The rise of AI-generated deepfakes presents a novel challenge for litigators: how do you identify and manage falsified evidence when reviewing thousands of documents? Unlike sectors such as travel, automotive, or medical insurance, where fraud detection tools are increasingly mature, lawyers are confronted with a unique set of constraints. Evidence sent to legal teams often comes in the form of PDFs, scanned images, or other non-native formats uploaded into document review platforms, making it harder to apply automated detection methods. This raises two key questions: when should you be suspicious, and what practical steps can you take to address potential deepfakes?

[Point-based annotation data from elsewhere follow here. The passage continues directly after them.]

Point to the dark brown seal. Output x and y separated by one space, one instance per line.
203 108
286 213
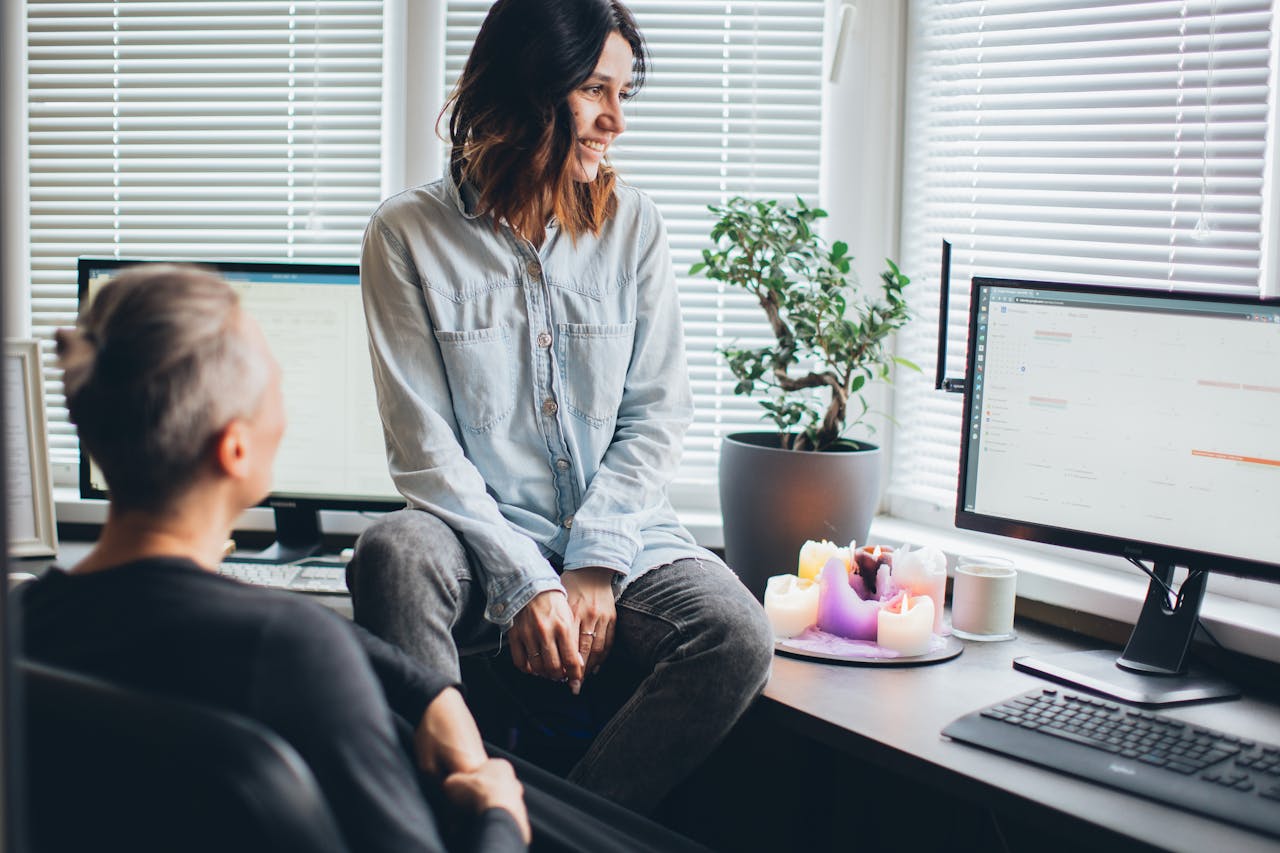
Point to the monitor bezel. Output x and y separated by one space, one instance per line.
1083 539
274 500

Detection and Prevention: The “Obvious” Layer
In some industries, such as insurance, detection techniques are being embedded into workflows. Tools exist for secure document and image upload, sentiment analysis, and risk scoring. For video and images, analytics software such as Sensity or Amped Authenticate can flag unusual metadata or signs of manipulation, making the initial triage easier. However, for documents, detection relies on spotting contextual and factual anomalies in the context of a live claim. For litigators, therefore, these tools are less relevant; evidence may be several years old and is mostly documentary, and genuine forensic analysis still needs expert input.

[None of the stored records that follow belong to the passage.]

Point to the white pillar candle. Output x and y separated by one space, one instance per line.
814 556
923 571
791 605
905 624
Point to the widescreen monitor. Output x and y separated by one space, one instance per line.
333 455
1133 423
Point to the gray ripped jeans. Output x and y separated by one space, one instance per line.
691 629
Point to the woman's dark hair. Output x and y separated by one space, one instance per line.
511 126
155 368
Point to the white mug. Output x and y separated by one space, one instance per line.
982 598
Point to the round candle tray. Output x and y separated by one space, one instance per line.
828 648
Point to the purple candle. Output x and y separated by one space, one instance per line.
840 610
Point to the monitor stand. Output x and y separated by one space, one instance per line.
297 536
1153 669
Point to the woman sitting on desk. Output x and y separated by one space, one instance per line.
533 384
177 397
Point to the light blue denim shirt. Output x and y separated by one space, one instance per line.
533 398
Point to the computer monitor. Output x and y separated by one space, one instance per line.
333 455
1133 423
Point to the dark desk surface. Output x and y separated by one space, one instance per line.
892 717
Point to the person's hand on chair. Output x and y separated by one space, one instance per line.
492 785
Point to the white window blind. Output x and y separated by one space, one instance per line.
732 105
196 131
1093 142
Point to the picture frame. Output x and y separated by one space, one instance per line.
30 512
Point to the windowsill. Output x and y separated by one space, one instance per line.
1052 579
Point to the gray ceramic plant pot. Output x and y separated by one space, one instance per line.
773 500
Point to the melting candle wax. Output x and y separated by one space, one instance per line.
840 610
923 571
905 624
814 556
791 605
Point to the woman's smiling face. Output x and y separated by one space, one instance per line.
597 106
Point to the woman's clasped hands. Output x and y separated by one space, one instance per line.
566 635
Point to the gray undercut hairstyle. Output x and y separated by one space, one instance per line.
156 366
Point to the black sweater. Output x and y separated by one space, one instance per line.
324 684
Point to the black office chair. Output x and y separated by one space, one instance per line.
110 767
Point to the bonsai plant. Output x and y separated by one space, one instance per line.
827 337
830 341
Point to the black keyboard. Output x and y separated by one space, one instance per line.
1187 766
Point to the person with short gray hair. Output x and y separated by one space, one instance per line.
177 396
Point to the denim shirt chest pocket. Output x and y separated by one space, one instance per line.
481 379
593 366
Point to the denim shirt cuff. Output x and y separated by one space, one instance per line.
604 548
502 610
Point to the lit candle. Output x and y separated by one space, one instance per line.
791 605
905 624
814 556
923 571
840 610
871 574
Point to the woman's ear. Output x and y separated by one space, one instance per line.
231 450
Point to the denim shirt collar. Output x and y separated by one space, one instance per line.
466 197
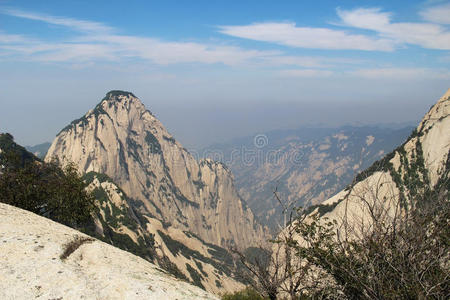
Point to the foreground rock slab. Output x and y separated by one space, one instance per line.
31 266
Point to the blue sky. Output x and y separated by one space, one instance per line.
212 70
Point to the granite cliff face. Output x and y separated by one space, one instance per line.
123 140
420 164
35 264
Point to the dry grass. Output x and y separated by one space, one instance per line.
73 245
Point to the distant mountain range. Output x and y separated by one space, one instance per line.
305 166
39 150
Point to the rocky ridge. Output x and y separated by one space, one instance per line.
421 163
35 263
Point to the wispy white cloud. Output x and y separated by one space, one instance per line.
96 41
386 36
305 73
75 24
426 35
437 14
289 34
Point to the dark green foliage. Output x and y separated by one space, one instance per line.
115 93
45 189
169 139
14 155
172 268
246 294
399 258
40 149
221 261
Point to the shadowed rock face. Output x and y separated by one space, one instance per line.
122 139
32 267
306 165
421 163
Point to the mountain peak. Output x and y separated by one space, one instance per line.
116 93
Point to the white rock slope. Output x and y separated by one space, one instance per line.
122 139
31 267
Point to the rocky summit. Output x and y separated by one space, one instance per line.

For lawyers, prevention is therefore largely procedural. It involves obtaining documents in their native form in a forensic manner wherever possible, securing chain-of-custody, and ensuring that all parties adhere to evidential standards. Yet, even with these best efforts, the real challenge is navigating the vast middle ground of litigation: the review of thousands of files, many of which may hide subtle falsifications.
The Hard Middle: Thousands of Documents, Limited Access
Most of us are familiar with the warning signs of a phishing email: inconsistent domains, anomalies in the text, etc. However, be warned that a deepfake presented in evidence is unlikely to be so transparent; done well, it will be almost undetectable as a fake, with properly generated message headers and routing paths that make it seem to have come from the relevant IT systems.

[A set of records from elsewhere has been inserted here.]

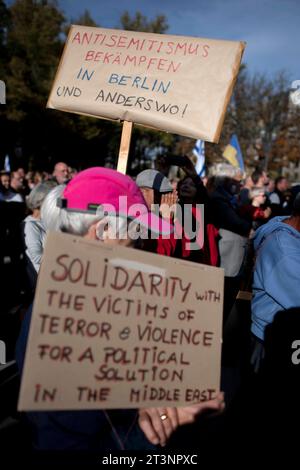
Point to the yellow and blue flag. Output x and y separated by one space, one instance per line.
233 154
199 152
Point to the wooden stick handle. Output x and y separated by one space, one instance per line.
124 146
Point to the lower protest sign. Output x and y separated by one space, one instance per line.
114 327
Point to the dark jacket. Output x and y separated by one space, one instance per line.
224 213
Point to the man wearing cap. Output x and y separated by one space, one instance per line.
161 198
89 203
155 187
276 277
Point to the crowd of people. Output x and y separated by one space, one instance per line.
247 224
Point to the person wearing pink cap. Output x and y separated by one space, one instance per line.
90 204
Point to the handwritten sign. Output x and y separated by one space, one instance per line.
173 83
121 328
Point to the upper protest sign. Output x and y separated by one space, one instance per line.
173 83
114 327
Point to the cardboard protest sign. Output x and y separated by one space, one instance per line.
115 327
172 83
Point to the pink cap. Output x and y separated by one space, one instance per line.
103 189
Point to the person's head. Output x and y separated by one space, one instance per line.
248 183
271 186
103 204
50 211
296 206
16 181
281 184
5 180
259 178
37 195
187 190
257 196
61 173
228 177
21 172
153 184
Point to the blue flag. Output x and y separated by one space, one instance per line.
199 152
233 153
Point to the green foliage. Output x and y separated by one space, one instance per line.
140 22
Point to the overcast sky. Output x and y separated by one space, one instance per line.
271 28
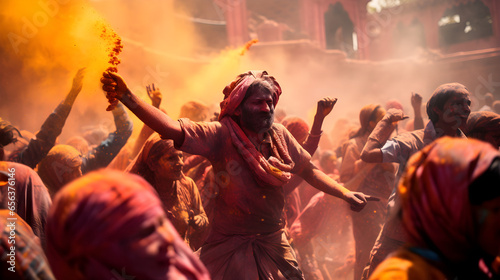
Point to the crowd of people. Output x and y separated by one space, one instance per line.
245 193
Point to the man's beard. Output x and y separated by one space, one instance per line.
259 123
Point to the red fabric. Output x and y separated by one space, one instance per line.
435 198
105 209
275 170
235 92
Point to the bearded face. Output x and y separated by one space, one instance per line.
256 112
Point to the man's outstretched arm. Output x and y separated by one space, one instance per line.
151 116
372 150
323 182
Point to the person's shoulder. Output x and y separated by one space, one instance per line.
408 135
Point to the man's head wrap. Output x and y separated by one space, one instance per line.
103 208
481 124
235 92
435 199
441 95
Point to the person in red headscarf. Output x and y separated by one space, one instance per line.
252 159
449 210
111 225
161 165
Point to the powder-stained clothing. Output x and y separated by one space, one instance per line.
29 258
405 265
246 210
103 154
32 199
399 149
437 213
177 203
375 179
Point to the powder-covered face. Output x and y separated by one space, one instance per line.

If you are in any doubt, consider the following scenario: if I already have your email address, with LLM it would take me no more than ten minutes to create an email that appears to be from you, authorising me to perform a critical action such as an authenticate faked signature. The only difference is that you won’t be able to find a copy of it in your sent folder. Now imagine your organisation’s data retention policy automatically deletes sent emails after three years. How will you then prove you never sent me that email?
When reviewing a large document set, the question becomes: how do you know when to be suspicious?
Focus on evidence that could materially influence the outcome of the case. Maybe pleadings and particulars of claim will highlight problem areas, but also consider the risk of the smoking gun, hidden away in a mountain of documents and which your opponent has not yet highlighted. This is where tools such as Relativity’s aiR for Case Strategy can deliver significant value, allowing you to surface “helpful” and “harmful” documents quickly before hundreds of hours of review get wasted.
Signs that should raise red flags include:
- Surprising evidence: Documents that contradict known facts or contain details that seem inconsistent with the narrative.
- Lack of context: Emails or messages with no prior thread, limited participants, or unexplained attachments.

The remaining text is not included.